The ‘flower’, or inflorescence, comprises a vase-shaped spathe (petal-like leaf) at least 1.2m (4ft) tall, which grows rapidly from a gigantic tuber weighing up to 80kg (177lb). Out of this rises a spadix, a spike with thousands of tiny flowers more than 2.4m (8ft) tall, so strange it gives the arum its scientific name: ‘huge deformed penis’. The upper part of the spike produces the smell, and to make it travel further, the spadix generates heat and may steam at night as it pulses its fragrance of ammonia, rotting flesh and bad eggs for up to eight hours at a time.

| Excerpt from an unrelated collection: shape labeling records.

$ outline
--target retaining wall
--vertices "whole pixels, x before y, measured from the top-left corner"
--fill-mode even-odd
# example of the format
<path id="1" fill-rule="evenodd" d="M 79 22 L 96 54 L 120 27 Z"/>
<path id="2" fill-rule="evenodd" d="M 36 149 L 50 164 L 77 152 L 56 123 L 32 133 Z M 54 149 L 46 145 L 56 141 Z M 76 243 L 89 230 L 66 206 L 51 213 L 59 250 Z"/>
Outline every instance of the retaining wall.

This attracts pollinating, carrion-loving insects, but few people have observed the pollination, probably because the plant flowers only every 3–10 years and then for just two days. Once the flower dies and hornbills have dispersed its seeds, it’s replaced by a titanic leaf up to 6m (20ft) tall, which makes the food so that, one day, the tuber can grow another stinking flower.
NAME | Chatham Island black robin Petroica traversi |
LOCATION | Chatham Islands, east of South Island, New Zealand |
ACHIEVEMENT | increasing in numbers from just five to 250 in 18 years |
© Don Merton
New Zealand’s Chatham Islands are believed to have been the last Pacific archipelago to be visited by humans. Yet when people finally did visit, they stayed, and they did a pretty thorough job of doing what humans have always done to islands: stripped them of a lot of their native plants and animals. The Polynesians arrived around 700 years ago, the Europeans came along in the 1790s, and between them they caused the extinction of 26 of the islands’ 68 species and subspecies of birds. The main cause was introduced land mammals, and among the sufferers from cats and rats in particular was the 15cm (6in) endemic black robin.

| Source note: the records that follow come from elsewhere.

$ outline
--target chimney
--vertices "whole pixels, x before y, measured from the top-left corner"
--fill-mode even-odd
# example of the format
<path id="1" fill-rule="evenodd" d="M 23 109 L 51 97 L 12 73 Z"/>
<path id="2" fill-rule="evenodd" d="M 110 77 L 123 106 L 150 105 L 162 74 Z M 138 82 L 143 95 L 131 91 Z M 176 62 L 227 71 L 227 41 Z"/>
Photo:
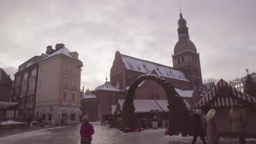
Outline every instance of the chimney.
<path id="1" fill-rule="evenodd" d="M 53 51 L 53 46 L 51 45 L 48 45 L 46 47 L 46 51 L 45 52 L 46 54 L 51 55 L 52 51 Z"/>
<path id="2" fill-rule="evenodd" d="M 55 45 L 55 49 L 56 49 L 56 51 L 57 51 L 59 50 L 60 50 L 60 49 L 62 49 L 63 47 L 64 47 L 65 45 L 63 44 L 57 44 Z"/>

By 1900 it had disappeared from the two main islands and survived only on Little Mangere, a tiny, windswept stack with sheer cliffs that helped keep predators away but didn’t offer the birds much protection from the elements. By 1972 only 18 were left. By 1976, seven.
In the meantime, though, the government had bought nearby Mangere Island and begun to reforest it, and all the birds were moved there. Nevertheless, by 1980, there were just five, with only one breeding pair. But by fostering eggs to other bird species on other islands – which improved the survival chances of the chicks and spurred the breeding female to nest again – conservationists painstakingly cranked the species back to life. Now there are about 250 black robins on Mangere and South East islands, and there are plans to repopulate other islands in the Chathams.
NAME | Pompeii worm Alvinella pompejana |
LOCATION | deep-sea hydrothermal vents |
ABILITY | withstanding scalding water |
© Peter Batson/imagequest3d.com
The Pompeii worm thrives in large colonies in one of the darkest, deepest, most hellish places on Earth – close to a geyser of water so hot it could melt the worm in a second. It is also subject to a pressure great enough to crush a person and doused in a soup of toxic sulphur and heavy metals. Communities of Pompeii worms cling to the sides of ‘smokers’ 2–3 km (1.2–1.9 miles) under the sea. These belching chimneys grow over hydrothermal vents on volcanic mountain ranges, created from the chemicals that precipitate out as 300°C (572°F) vent water meets cold seawater.